Mais revenons aux apôtres. Jésus les interpelle. Comme les serviteurs du repas des noces de Cana, ils sont témoins d’une situation désespérée. Ils voient Jésus prendre les pains et les poissons, prononcer la bénédiction et ils voient soudain les paniers remplis. Alors stupéfaits, déconcertés, ils partent distribuer cette nourriture providentielle. Ces hommes étaient remplis de foi. Ils croyaient que Jésus venait de Dieu et que ses actions l’attestaient. Sans la foi des apôtres, Jésus aurait-il pu réaliser ce signe aux yeux de tous? Certes, ils avaient déjà vu tant de signes et de prodiges. Leur cœur n’était-il pas déjà persuadé d’une prochaine intervention de Jésus? Mais ils ne s’attendaient certainement pas à être ainsi mis au pied du mur: «donnez leur vous-mêmes à manger». Que n’ont-ils pas pensé en cet instant? Quels sentiments ont pu traverser leur esprit devant un tel ordre? Les voici pris de cours, saisis par la parole de Jésus. Les voici associés à la mission de Jésus. Ils commencent à comprendre ce que veut dire tout abandonner pour suivre Jésus, eux qui ont tout vendu pour acheter la perle de grand prix, pour acheter le champ que bientôt ils s’en iront moissonner.

Frères et sœurs, la foi des apôtres interroge notre propre foi. En diverses circonstances, les apôtres ont appris à vivre avec Jésus, ils ont accepté de mener cette vie si singulière, cette vie d’itinérance, ils ont accepté d’être pris à parti par les pharisiens, d’être considérés comme des marginaux, des ignorants, ils ont avancé sans comprendre ce qui leur arrivait. Et nous, jusqu’où pourrons-nous aller dans ce chemin de foi, dans l’acceptation de l’imprévu?

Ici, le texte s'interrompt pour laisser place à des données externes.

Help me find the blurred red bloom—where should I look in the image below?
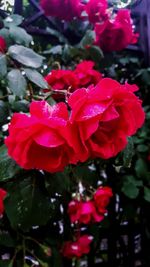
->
[40,0,84,21]
[0,188,7,215]
[62,235,93,259]
[94,10,138,52]
[93,186,113,214]
[85,0,108,23]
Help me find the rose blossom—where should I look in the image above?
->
[93,186,113,214]
[40,0,84,21]
[45,70,79,92]
[85,0,108,23]
[0,188,7,215]
[62,235,92,259]
[94,10,138,52]
[0,36,6,53]
[79,200,104,224]
[5,101,77,172]
[74,60,102,88]
[68,200,104,224]
[68,78,145,159]
[68,200,81,223]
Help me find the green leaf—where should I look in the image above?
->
[137,145,148,153]
[4,14,23,27]
[8,45,44,68]
[7,69,27,97]
[0,54,7,77]
[0,260,13,267]
[79,30,95,47]
[9,26,33,46]
[24,69,49,89]
[4,175,53,231]
[0,232,15,247]
[0,145,20,181]
[121,176,143,199]
[43,45,62,55]
[123,137,134,168]
[0,28,10,42]
[144,186,150,202]
[45,172,71,194]
[11,99,29,113]
[46,27,68,44]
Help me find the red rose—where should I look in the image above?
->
[74,60,102,88]
[0,36,6,53]
[93,186,113,214]
[62,235,92,259]
[5,101,77,172]
[0,188,7,215]
[95,10,138,52]
[68,200,81,223]
[68,78,145,159]
[68,200,104,224]
[79,201,104,224]
[40,0,84,21]
[85,0,108,23]
[45,70,78,92]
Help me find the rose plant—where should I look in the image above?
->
[0,0,149,267]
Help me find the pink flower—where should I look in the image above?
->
[74,60,102,88]
[68,200,104,224]
[0,188,7,215]
[40,0,84,21]
[68,78,145,159]
[0,36,6,53]
[5,101,77,172]
[62,235,92,259]
[95,9,138,52]
[85,0,108,23]
[68,200,81,223]
[79,200,104,224]
[93,186,113,214]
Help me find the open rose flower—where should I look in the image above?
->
[93,186,113,214]
[0,188,7,215]
[0,36,6,53]
[62,235,93,259]
[74,60,102,88]
[94,10,138,52]
[68,200,104,224]
[40,0,84,21]
[85,0,108,23]
[45,70,79,92]
[68,78,145,159]
[5,101,77,172]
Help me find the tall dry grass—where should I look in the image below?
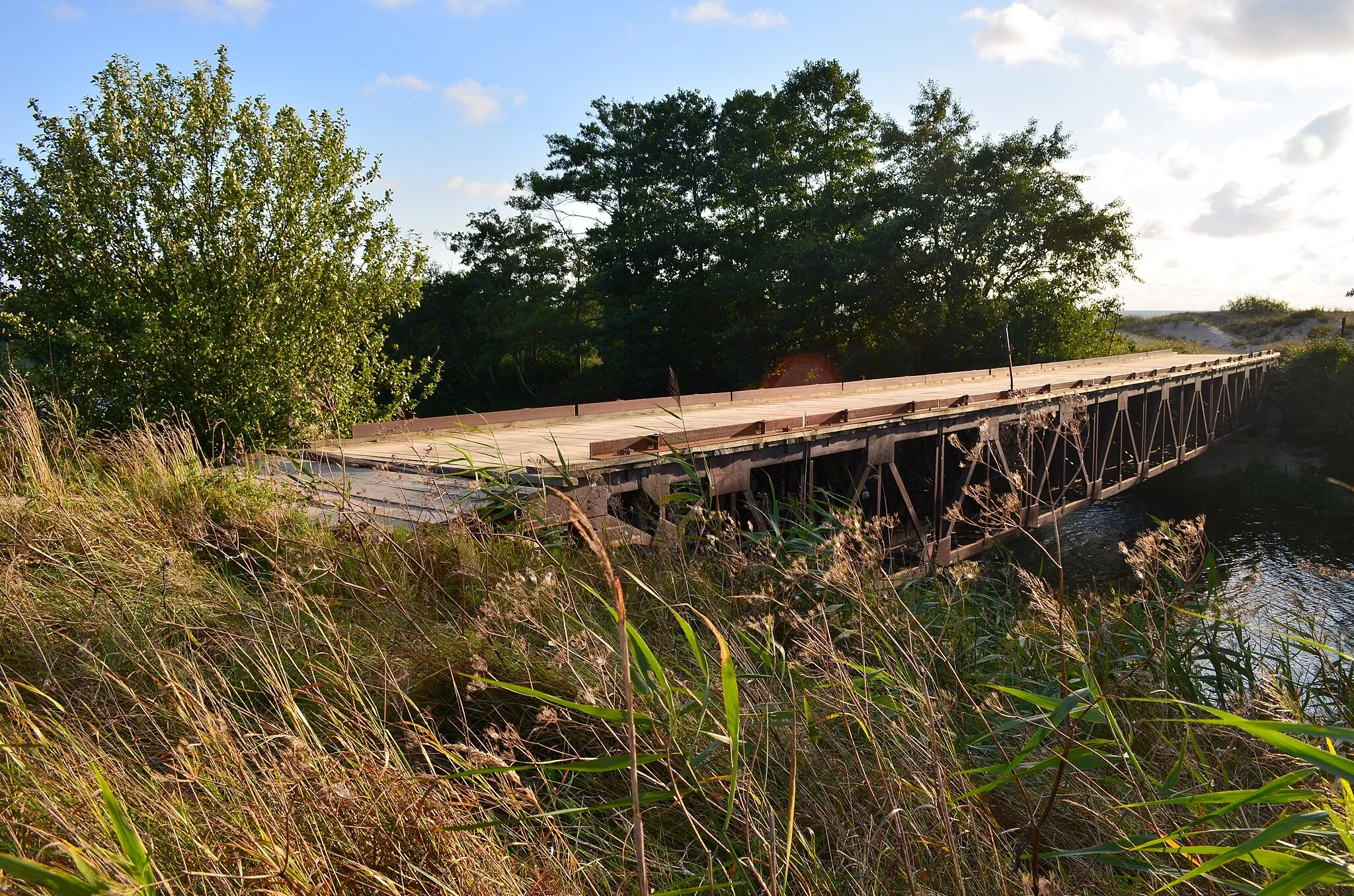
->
[0,386,1354,896]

Comment pourrons-nous tout abandonner dans les mains de Dieu lorsque tout semble perdu, jusqu’au moment où nous aurons à remettre notre existence entre ses mains? Il y a des moments dans la vie où tout peut basculer. Dans l’évangile de saint Jean, le discours sur le pain de vie qui suit la multiplication des pains entraine bien des défections. Nombreux disciples décident de quitter Jésus. En dépit des signes qu’ils ont vus, les paroles de Jésus les ont découragés. Mais à d’autres moments, il y a de si belles confessions de foi. Quand certains quittent Jésus, d’autres le rejoignent…

En regardant ce miracle de la multiplication des pains, nous pouvons dire que l’acte de foi auquel nous sommes appelés repose sur deux choses: d’une part, sur la certitude que la nourriture que Jésus a donné à cette foule appelle, éveille, suscite un autre désir, celui de la seule vraie nourriture qui donne la vie éternelle, Jésus lui-même. D’autre part, qu’à chaque fois que Jésus donne sa vie dans les sacrements, mais aussi en toute rencontre où il se rend présent, c’est déjà la vie éternelle qui est annoncée et qui est commencée. Si nous sommes sur cette terre, c’est pour pouvoir un jour participer au banquet du Royaume avec tous les hommes rassemblés.

Jésus nous demande de lui donner les 5 pains et les 2 poissons que nous avons, notre propre participation, pour qu’il puisse, par notre disponibilité et notre générosité, manifester sa bonté, sa tendresse pour tous les hommes. Notre eucharistie ne sera pleinement signifiante que si nous nous laissons appeler et envoyer par le Christ. C’est maintenant qu’il a besoin de nous, c’est notre foi dont il a besoin. Nous ne pourrons participer au banquet de la vie éternelle qu’en nous attachant au Christ à tout instant et en toute circonstance, même si nous passons des ravins de ténèbres. Puisqu’il est fidèle en tout ce qu’il fait, il est proche de tous ceux qui l’invoquent en vérité, nous n’avons rien à craindre. Avec Saint Paul nous croyons que rien, absolument rien, ne pourra nous séparer de l’amour de Dieu révélé en Jésus Christ.

Que cette certitude soit notre force et notre joie.